Worse still: some farmers divert agricultural loans—meant for seeds and fertilizer—into buying sheep. Between 8% and 12% of Senegal’s agricultural loans are misused for Tabaski consumption. That means a farmer who could have boosted their harvest by 30% instead diverts credit for social prestige. When the next farming season arrives, they’re left without the means to invest.

Morocco found a solution 25 years ago

In 1999, Morocco’s king made a decision. He declared that every poor Moroccan would be entitled to a sheep for Tabaski—not as charity, but as a right. A recognition that a religious festival shouldn’t be subject to market forces.

2.8M
Sheep distributed in 2023
450M
Annual budget allocation in Moroccan dirhams
43M
FCFA (equivalent)
0.1%
% of Morocco’s national budget

Since then, Morocco has distributed millions of sheep. In 2023 alone, Morocco distributed over 2.8 million sheep through the Zakat Al-Fitr royal program. The cost? About 450 million Moroccan dirhams annually—around 43 billion FCFA. Put that into context: Morocco spends less than 0.1% of its national budget to ensure all its poor can celebrate Tabaski without falling into debt.

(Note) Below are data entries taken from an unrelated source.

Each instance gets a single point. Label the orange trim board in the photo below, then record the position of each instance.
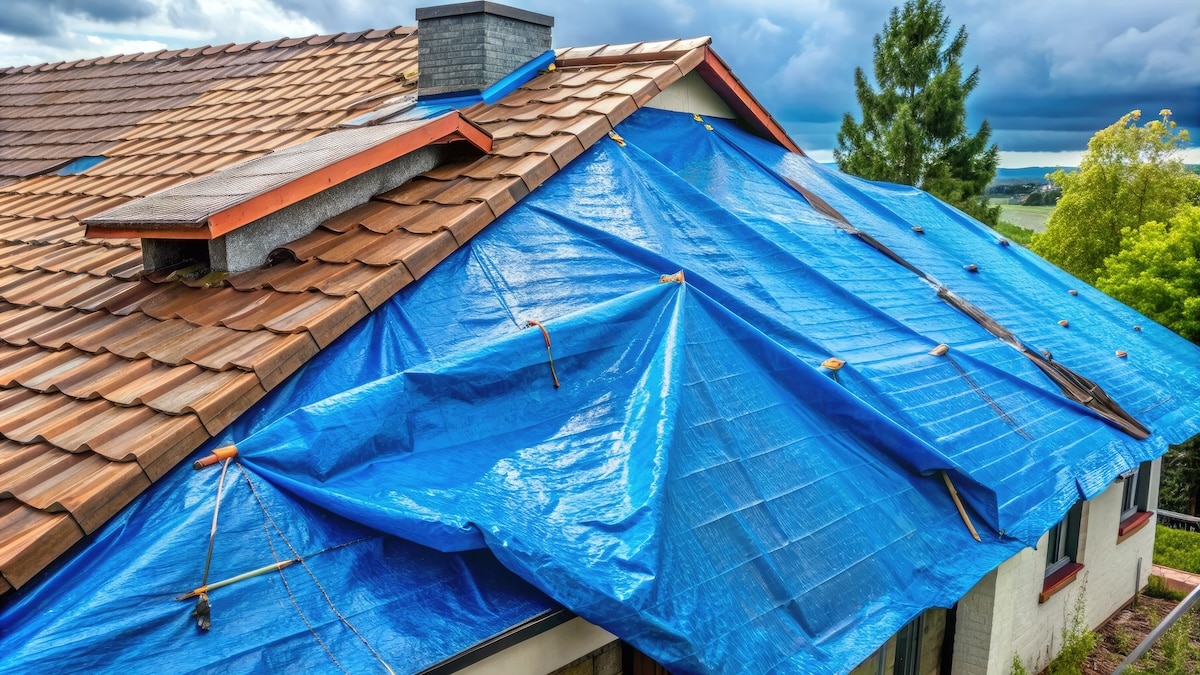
(447, 129)
(718, 75)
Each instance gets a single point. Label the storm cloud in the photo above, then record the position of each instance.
(1051, 72)
(52, 18)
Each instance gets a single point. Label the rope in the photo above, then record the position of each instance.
(989, 400)
(203, 610)
(304, 563)
(549, 352)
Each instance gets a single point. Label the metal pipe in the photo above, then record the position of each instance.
(1180, 610)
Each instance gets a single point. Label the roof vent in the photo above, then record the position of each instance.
(471, 46)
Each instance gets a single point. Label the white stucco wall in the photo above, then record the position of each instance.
(1001, 616)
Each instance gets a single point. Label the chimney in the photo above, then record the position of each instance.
(467, 47)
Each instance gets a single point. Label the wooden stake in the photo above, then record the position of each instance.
(963, 512)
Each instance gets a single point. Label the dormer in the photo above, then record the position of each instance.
(231, 220)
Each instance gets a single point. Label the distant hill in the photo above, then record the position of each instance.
(1027, 174)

Why Morocco chose this path

Morocco recognized a simple truth: a religious festival whose access depends on personal wealth isn’t truly a religious celebration. It’s a social distinction mechanism hiding behind tradition. Morocco treats Tabaski as a public good, not a private purchase. It’s a policy decision. Senegal could do the same.

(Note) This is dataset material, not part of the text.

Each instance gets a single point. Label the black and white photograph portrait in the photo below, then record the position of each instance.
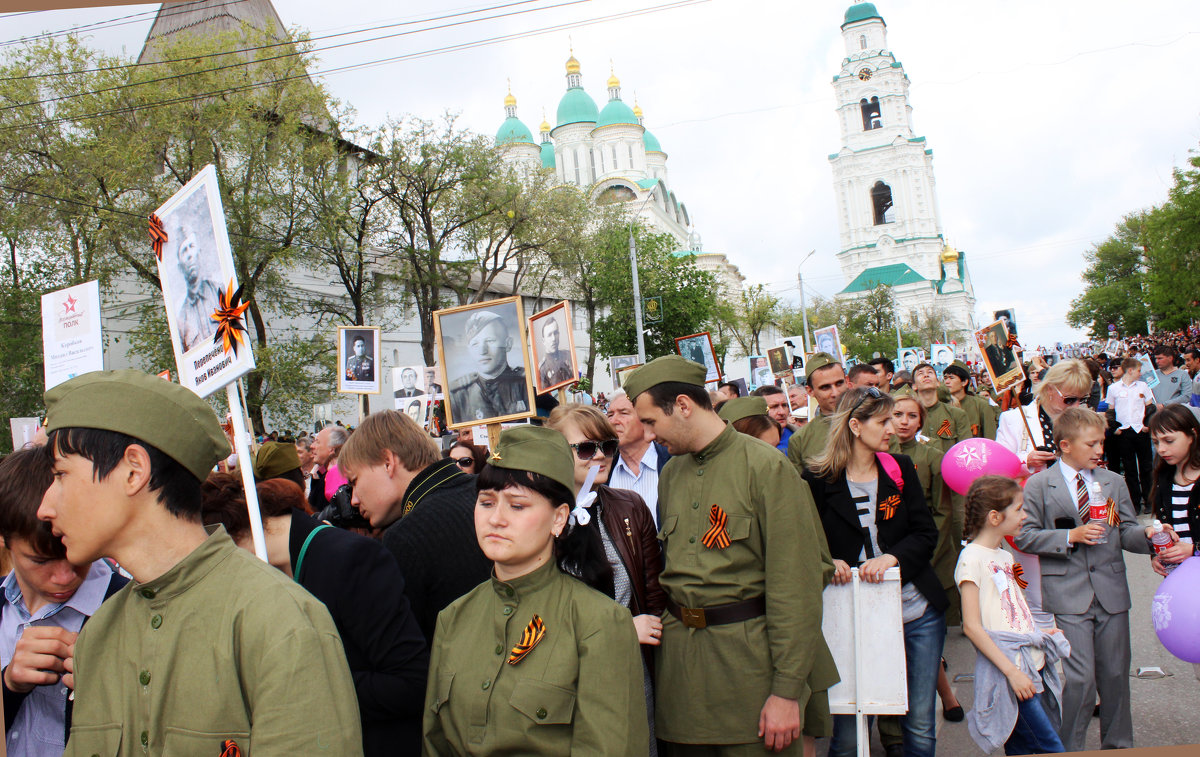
(481, 348)
(553, 348)
(358, 349)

And where does Senegal stand?

Senegal, meanwhile, spends nothing. Or almost nothing. There’s no national program. A few municipalities make efforts. A few private religious organizations help. That’s it. The rest of the country? Left to the mercy of usurious lending and the psychological weight of appearances.

Meanwhile, debt collection agencies report a troubling pattern: household over-indebtedness peaks three months after Tabaski. Families repay Tabaski loans just as they’re struggling to survive. They cut back on food. They skip healthcare. They pull children out of school.

Then there’s mental health. A 2022 study by the Dakar Mental Health Research Center found a disturbing trend: calls to mental health hotlines spike sharply three weeks before Tabaski. Among men aged 30 to 55, the number of calls doubles. The dread of not being able to buy a sheep. The shame. The fear of social judgment—it all weighs heavily.

How did we get here?

Household loan volume vs. over-indebtedness rate
Annual Tabaski cycle | BCEAO data 2020–2024

On one hand, there’s the pressure to keep up appearances. Tabaski has morphed from a religious observance into a demonstration of social status. It wasn’t always this way. Urban ostentatious consumption merged with religious tradition. Social media accelerated the shift. Now, Tabaski is all about: Look at my sheep. Look how rich I am. Look how respectable I am.

On the other hand, there’s a complete absence of public policy. The Senegalese government doesn’t treat Tabaski as a social issue. There’s no national debate. Politicians don’t discuss it. The media barely covers it. Meanwhile, millions of households sink into debt every year.

Mamadou is already getting calls from his rotating savings club. Tabaski 2025 is coming. Sheep prices are climbing. Interest rates are rising. The cycle begins again.